Extensive Alteration of Genomic DNA and Rise in Nuclear Ca2+ in Vivo Early after Hepatotoxic Acetaminophen Overdose in Mice

Abstract
Much attention has fallen upon Ca2+ and the critical role it appears to play in the process of lethal cell injury (Schanne et al., 1979; Moore, 1980; Jewell et al., 1982). Ca2+ appears to serve as the principal intracellular messenger that conveys initial damage arising from alkylation or peroxidation to discrete secondary sites that are essential to cell viability. Nonetheless, several aspects of the Ca2+ hypothesis of cell death remain elusive, including the location of initially damaged Ca2+ regulatory sites important to cell death, and the actual identity of the vital function or functions that deteriorate under excessive Ca2+ activity. Cell death is believed to occur via two distinct processes; apoptosis, or the programmed cell death seen during physiological events such as organ development and cell renewal, and necrosis, or the unprogrammed cell death that follows substantive pathologic insult (Wyllie, 1980; Duvall and Wyllie, 1986). A number of the steps leading to apoptosis in immature thymocytes are well defined.
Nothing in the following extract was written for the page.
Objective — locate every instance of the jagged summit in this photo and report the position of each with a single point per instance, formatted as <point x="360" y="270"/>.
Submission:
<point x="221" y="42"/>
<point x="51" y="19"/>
These include Ca2+ influx into the cell, endonuclease activation in the nucleus, and DNA degradation into periodic fragments not seen in necrosis (Cohen and Duke, 1984; McConkey et al., 1988a). The present study assesses whether acetaminophen-induced liver necrosis may share certain key steps in common with the process of apoptosis. Toxic doses of acetaminophen are known to cause Ca2+ to accumulate in liver and cytosolic Ca2+ activity to rise within 2 hr (Corcoran et al., 1987, 1988). We now examine the nucleus for lethal actions of unchecked Ca2+ activity in acetaminophen-induced necrosis, and we specifically monitor genomic DNA as a critical secondary target in this form of cell death.